Assassinatos em série
Crime de inveja
Suspeito teria ficado furioso com a ascensão profissional do amigo e com o fato de ele não usar jaleco
Um caso chocante de vingança no ambiente de trabalho terminou em prisão na Universidade de Wisconsin, nos Estados Unidos. O cientista Makoto Kuroda, de 41 anos, confessou que tentou envenenar um colega do Instituto de Pesquisa de Influenza colocando clorofórmio em sua garrafa de água.
O crime foi motivado por uma mistura de inveja e irritação. Kuroda admitiu que ficou furioso após a promoção do colega e por ele não seguir regras básicas de segurança, como o uso de jaleco e óculos de proteção. O suspeito foi indiciado por colocar a segurança em risco e adulterar produtos com intenção de causar dano.
A situação veio à tona quando a vítima, identificada pelas iniciais TM, percebeu um odor estranho vindo de sua mesa no dia 5 de abril. Ele chegou a dar um gole na água, mas cuspiu imediatamente ao sentir um sabor químico bizarro. No dia anterior, ele já havia notado algo estranho, mas não suspeitou de crime.
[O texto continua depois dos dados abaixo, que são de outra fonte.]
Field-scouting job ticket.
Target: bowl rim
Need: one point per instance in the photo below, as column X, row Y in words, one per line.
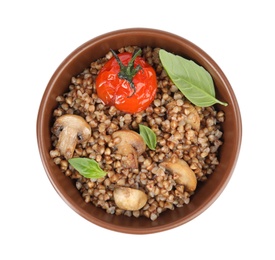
column 64, row 64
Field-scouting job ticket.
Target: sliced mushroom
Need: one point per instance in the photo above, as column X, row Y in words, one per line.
column 192, row 116
column 129, row 199
column 130, row 145
column 70, row 130
column 183, row 174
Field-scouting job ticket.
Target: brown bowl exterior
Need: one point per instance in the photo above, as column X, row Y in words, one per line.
column 205, row 194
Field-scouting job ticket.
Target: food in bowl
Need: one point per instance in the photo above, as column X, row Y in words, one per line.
column 143, row 161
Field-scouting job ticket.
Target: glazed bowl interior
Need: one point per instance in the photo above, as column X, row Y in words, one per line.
column 205, row 194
Além da garrafa, os sapatos de laboratório do funcionário também exalavam um cheiro forte de produtos químicos. Testes laboratoriais confirmaram que a água continha uma quantidade grande de clorofórmio, uma substância altamente perigosa que estava acessível a todos os funcionários da unidade de pesquisa.
Apesar do susto e do contato inicial com a substância, não houve registros de que a vítima tenha ficado doente. O clorofórmio estava em uma concentração tão alta na garrafa que as tiras de teste iniciais sequer conseguiram fornecer uma leitura precisa da quantidade exata do veneno.
A reviravolta no caso aconteceu no dia 10 de abril. De forma surpreendente, Kuroda se aproximou da vítima dentro do laboratório e disse apenas três palavras: “Eu fiz isso”. Ele também admitiu o ato para uma funcionária sênior e para seus supervisores logo em seguida, detalhando seus motivos.
Segundo o depoimento à polícia, Kuroda e a vítima eram bons amigos, mas se afastaram recentemente por razões desconhecidas. O agressor alegou que a “mudança de atitude” do colega após ser promovido, somada a pequenas infrações de regras internas, foi o estopim para o ataque perigoso.